Mallinckrodt Institute of Radiology.
AJNR Am J Neuroradiol. 2013 Oct;34(10):1866-72. doi: 10.3174/ajnr.A3263. Epub 2012 Aug 30.
Resting-state fMRI measures spontaneous low-frequency fluctuations in the BOLD signal to investigate the functional architecture of the brain. Application of this technique has allowed the identification of various RSNs, or spatially distinct areas of the brain that demonstrate synchronous BOLD fluctuations at rest. Various methods exist for analyzing resting-state data, including seed-based approaches, independent component analysis, graph methods, clustering algorithms, neural networks, and pattern classifiers.

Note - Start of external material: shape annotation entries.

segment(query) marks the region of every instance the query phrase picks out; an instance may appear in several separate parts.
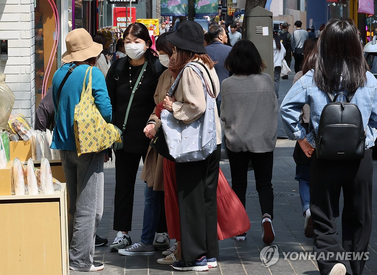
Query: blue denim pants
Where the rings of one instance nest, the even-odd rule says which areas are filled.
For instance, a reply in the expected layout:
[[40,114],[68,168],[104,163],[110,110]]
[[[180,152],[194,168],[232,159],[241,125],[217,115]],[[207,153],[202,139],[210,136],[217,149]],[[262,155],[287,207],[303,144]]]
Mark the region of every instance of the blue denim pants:
[[305,216],[305,212],[309,209],[310,201],[309,193],[310,181],[310,165],[309,164],[296,164],[296,175],[294,179],[299,182],[300,197],[301,199],[302,215]]
[[90,266],[103,211],[103,154],[60,150],[69,196],[69,265]]
[[155,191],[146,183],[144,189],[144,215],[140,241],[153,244],[160,219],[161,198],[163,191]]

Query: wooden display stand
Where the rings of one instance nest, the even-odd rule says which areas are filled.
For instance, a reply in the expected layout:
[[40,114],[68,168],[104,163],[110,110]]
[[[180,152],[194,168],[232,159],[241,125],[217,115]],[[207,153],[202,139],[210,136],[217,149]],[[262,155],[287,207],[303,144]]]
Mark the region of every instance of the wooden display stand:
[[4,275],[67,275],[66,192],[0,196],[0,249]]

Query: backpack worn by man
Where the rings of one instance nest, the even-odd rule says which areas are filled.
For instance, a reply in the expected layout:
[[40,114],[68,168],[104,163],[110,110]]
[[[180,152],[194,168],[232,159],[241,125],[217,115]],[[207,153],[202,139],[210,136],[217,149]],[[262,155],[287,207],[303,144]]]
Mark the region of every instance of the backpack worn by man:
[[[349,93],[349,95],[350,93]],[[364,157],[365,134],[360,110],[350,101],[354,93],[347,96],[338,93],[335,97],[328,93],[332,102],[321,113],[317,136],[317,156],[319,159],[345,160]],[[337,102],[340,95],[345,102]]]

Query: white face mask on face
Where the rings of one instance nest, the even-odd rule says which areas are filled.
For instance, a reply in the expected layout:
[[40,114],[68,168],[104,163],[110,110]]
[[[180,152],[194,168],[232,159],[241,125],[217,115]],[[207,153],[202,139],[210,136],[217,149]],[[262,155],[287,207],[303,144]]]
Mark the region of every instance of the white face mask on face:
[[169,56],[167,54],[160,54],[158,55],[158,58],[162,66],[165,66],[167,68],[169,66],[169,61],[170,61]]
[[125,44],[126,54],[131,59],[139,59],[145,52],[144,50],[145,44],[129,43]]

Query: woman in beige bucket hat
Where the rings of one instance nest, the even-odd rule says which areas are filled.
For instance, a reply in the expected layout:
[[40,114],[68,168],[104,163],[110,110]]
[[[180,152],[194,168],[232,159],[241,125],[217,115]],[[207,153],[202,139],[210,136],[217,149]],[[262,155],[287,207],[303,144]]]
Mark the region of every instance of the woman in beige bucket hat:
[[[77,156],[73,119],[86,70],[94,66],[102,45],[93,42],[89,33],[82,28],[68,33],[66,44],[67,51],[61,58],[65,64],[55,72],[52,78],[56,125],[51,147],[60,150],[69,194],[69,269],[98,271],[104,268],[103,264],[93,261],[95,236],[103,210],[103,156],[102,153],[92,153]],[[112,108],[104,77],[96,67],[93,67],[92,73],[94,103],[104,120],[110,122]],[[59,93],[60,87],[66,78]],[[89,75],[86,85],[88,80]]]

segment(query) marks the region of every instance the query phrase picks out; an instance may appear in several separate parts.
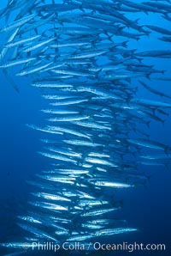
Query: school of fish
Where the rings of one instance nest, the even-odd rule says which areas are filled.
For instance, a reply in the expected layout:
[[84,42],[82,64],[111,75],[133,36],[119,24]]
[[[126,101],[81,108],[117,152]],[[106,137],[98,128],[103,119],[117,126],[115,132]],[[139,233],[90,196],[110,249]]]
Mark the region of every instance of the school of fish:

Clinical applications of resting-state fMRI are at an early stage of development. However, its use in presurgical planning for patients with brain tumor and epilepsy demonstrates early promise, and the technique may have a future role in providing diagnostic and prognostic information for neurologic and psychiatric diseases.
静息态 fMRI 通过测量血氧水平依赖信号的自发低频波动来研究大脑的功能结构。这项技术的应用使得能够识别各种 RSN,即大脑中在静息状态下表现出同步血氧水平依赖波动的不同空间区域。存在多种用于分析静息态数据的方法,包括基于种子的方法、独立成分分析、图方法、聚类算法、神经网络和模式分类器。静息态 fMRI 的临床应用仍处于早期发展阶段。然而,它在脑肿瘤和癫痫患者术前计划中的应用显示出了早期的前景,该技术可能在为神经和精神疾病提供诊断和预后信息方面发挥未来作用。